APBI: Harga Batu Bara Diproyeksi Tetap Datarlurus Hingga Akhir Tahun
Direktur Eksekutif Asosiasi Pertambangan Batubara Indonesia (APBI), Gita Mahyarani, menilai harga batu bara hingga penutupan 2025 diperkirakan tidak akan menunjukkan lonjakan berarti.
“Karena harga komoditi terutama batu bara sangat ditentukan oleh permintaan itu sendiri, jadi ada faktor supply dan demand,” ujar Gita dalam acara Coalindo Coal Conference 2025.
Ia menyebut China pasar terbesar dunia bmasih membutuhkan pasokan batu bara meski produksi domestiknya tinggi. Kondisi ini membuat harga batu bara cenderung bergerak stabil.
“Kecuali ada kejadian geopolitik seperti perang Rusia–Ukraina, tapi kita tentu tidak berharap hal tersebut terjadi. Saya rasa harga batu bara juga belum akan menurun tajam karena masih dibutuhkan,” tambahnya.
Harga Mineral Acuan Juga Dirilis
Selain menetapkan HBA, Menteri ESDM juga mengumumkan Harga Mineral Acuan (HMA) berbagai komoditas untuk periode yang sama. Harga nikel dipatok US$ 14.998,67 per dmt, kobalt di US$ 47.571 per dmt, dan timbal US$ 1.984,97 per dmt.

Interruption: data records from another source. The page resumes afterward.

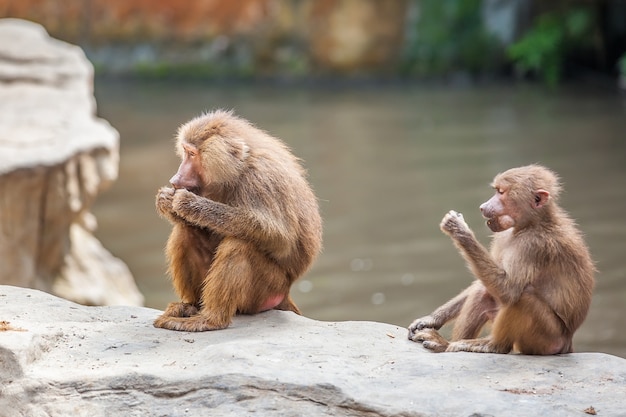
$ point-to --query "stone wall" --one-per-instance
(55, 157)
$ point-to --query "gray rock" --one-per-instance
(56, 156)
(63, 359)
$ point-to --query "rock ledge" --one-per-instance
(58, 358)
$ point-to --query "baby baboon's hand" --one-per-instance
(164, 201)
(453, 224)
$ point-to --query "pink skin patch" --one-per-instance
(272, 302)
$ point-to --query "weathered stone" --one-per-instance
(63, 359)
(55, 157)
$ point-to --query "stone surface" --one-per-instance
(55, 157)
(58, 358)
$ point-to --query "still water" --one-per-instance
(386, 164)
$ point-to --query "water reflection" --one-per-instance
(387, 164)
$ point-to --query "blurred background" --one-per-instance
(400, 109)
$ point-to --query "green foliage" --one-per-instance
(544, 47)
(450, 36)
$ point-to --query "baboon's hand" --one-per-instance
(426, 322)
(164, 201)
(187, 205)
(454, 225)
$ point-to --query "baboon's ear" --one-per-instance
(541, 198)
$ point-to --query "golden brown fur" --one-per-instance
(245, 222)
(536, 282)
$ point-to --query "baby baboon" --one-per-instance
(536, 282)
(245, 222)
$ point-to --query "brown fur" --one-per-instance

Berikut daftar lengkap HMA komoditas lainnya pada periode kedua November 2025:
- Seng: US$ 3.217,83 per dmt
- Aluminium: US$ 2.847,17 per dmt
- Tembaga: US$ 10.782,53 per dmt
- Emas (mineral ikutan): US$ 4.042,59 per troy ounce
- Perak (mineral ikutan): US$ 48,48 per troy ounce
- Ingot timah Pb 300, Pb 200, Pb 100, Pb 050, dan 4NINE: Mengacu settlement price ICDX dan JFX pada hari penjualan
- Logam emas: LBMA Gold PM Fix
- Logam perak: LBMA Silver Fix
- Mangan: US$ 3,38 per dmt
- Bijih besi laterit/hematit/magnetit: US$ 1,54 per dmt
- Bijih krom: US$ 6,37 per dmt
- Konsentrat titanium: US$ 8,65 per dmt
Penetapan harga ini menjadi acuan penting bagi pelaku industri tambang dalam menentukan strategi produksi dan penjualan, terutama di tengah ketidakpastian ekonomi global menjelang akhir tahun.